On the global economic and financial front, weak Chinese economic activity and its ramifications have remained the prime factor affecting the financial and equity markets around the world. Chinese financial and equity markets have performed highly negatively and its economy has simply gone haywire. The recent phenomenon of large capital outflows from China have been primarily responsible to plunge Chinese stocks to a thirteen month low level. It is now estimated that the Chinese capital outflows have increased to more than a trillion US Dollars during 2015 alone.
Most industrials groups and conglomerates have slumped universally ranging from the commodity concerns to latter day technologies, and reports also indicate that a liquidity crunch in China may not be too far behind. Thus there are continuing fears that more economic difficulties are in store for China just as the reported depreciation of the Yuan and slower economic growth continues to haunt the financial markets. Worldwide surge in oil firm insolvencies is increasing the global economic gloom, including China.
Thus China's business confidence and recruitment policy were reported to have slid to record low levels in January, 2016. Reports from Moscow indicate that Russia's economy contracted by 3.7 percent in 2015. Reuters report added that "a slew of activity indicators (from Russia's economy) suggest the slump is far from over". It is difficult to imagine how Russia can extricate itself from its ongoing recession.
Japan has reported that its exports decreased largely in more than three years in December, 2015 primarily because of the slowdown in China and the emerging markets on which China has depended considerably for its exports. It is significant to note that Japan is an economic powerhouse and its economic ill health since more than two decades remains a cause of global concern. Japanese equities also fell due to a contraction in December, 2015, to a three year low level.
Germany is also suffering the same blues as China as German exports are of prime importance to their economies and the slowing down of the economies of the emerging markets will hit the German economic performance materially.
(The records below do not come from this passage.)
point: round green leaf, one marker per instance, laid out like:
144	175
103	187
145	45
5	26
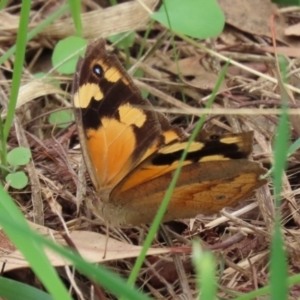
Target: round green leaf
17	180
61	119
66	54
196	18
19	156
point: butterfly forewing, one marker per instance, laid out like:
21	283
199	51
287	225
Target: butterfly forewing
118	127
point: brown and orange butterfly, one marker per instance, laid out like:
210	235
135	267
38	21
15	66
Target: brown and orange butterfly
131	151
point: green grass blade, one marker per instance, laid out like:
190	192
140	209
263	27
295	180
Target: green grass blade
36	30
278	260
11	289
205	267
33	252
30	244
75	8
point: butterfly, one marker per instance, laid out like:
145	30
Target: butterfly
132	151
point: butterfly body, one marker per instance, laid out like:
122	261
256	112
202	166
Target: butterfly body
131	151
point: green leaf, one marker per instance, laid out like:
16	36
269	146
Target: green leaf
196	18
19	156
11	289
66	54
61	119
17	180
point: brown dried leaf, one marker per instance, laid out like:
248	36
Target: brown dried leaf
252	16
91	246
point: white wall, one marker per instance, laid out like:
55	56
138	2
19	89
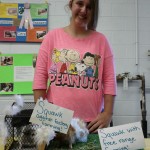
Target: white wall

Spanish bank values conceded decline which led to a general decline in European share values. Weaker mining and banking shares in Europe pulled down FTSE, the prime equity index of the United Kingdom.
United States was no different when last Monday the Wall Street was pulled down by the large declines in energy and raw material stocks. None other than the US Federal Reserve has recently acknowledged that the United States economy lost momentum at the end of 2015. Last Tuesday Shanghai stocks continued to slide more than six percent reportedly due to panic selling because of the continuing concerns regarding the Chinese economy and a continuously declining global economy.
There are also many noneconomic factors which are inhibiting the recovery of the global economy ensnared in multifarious problems from which is cannot extricate itself. For instance, the curse of corruption in emerging and several developing economies such as Russia, Iran, Egypt, Indonesia, the Philippines, China, Brazil, Turkey, India, Indonesia, Italy, South Africa, Saudi Arabia, South Korea, Spain, Greece and several others. Then we must note that the prevailing global refugee crisis is the largest refugee crisis to hit the world since the end of the World War-II in 1945.
The upshot of all these reports and comments is that most countries around the world are facing a drag in their economies and the current year (2016) promises to enhance the recessionary tendencies and keep them accelerating. Thus at present there appear no notable signs and signals that the global economy can rehabilitate itself in the foreseeable future.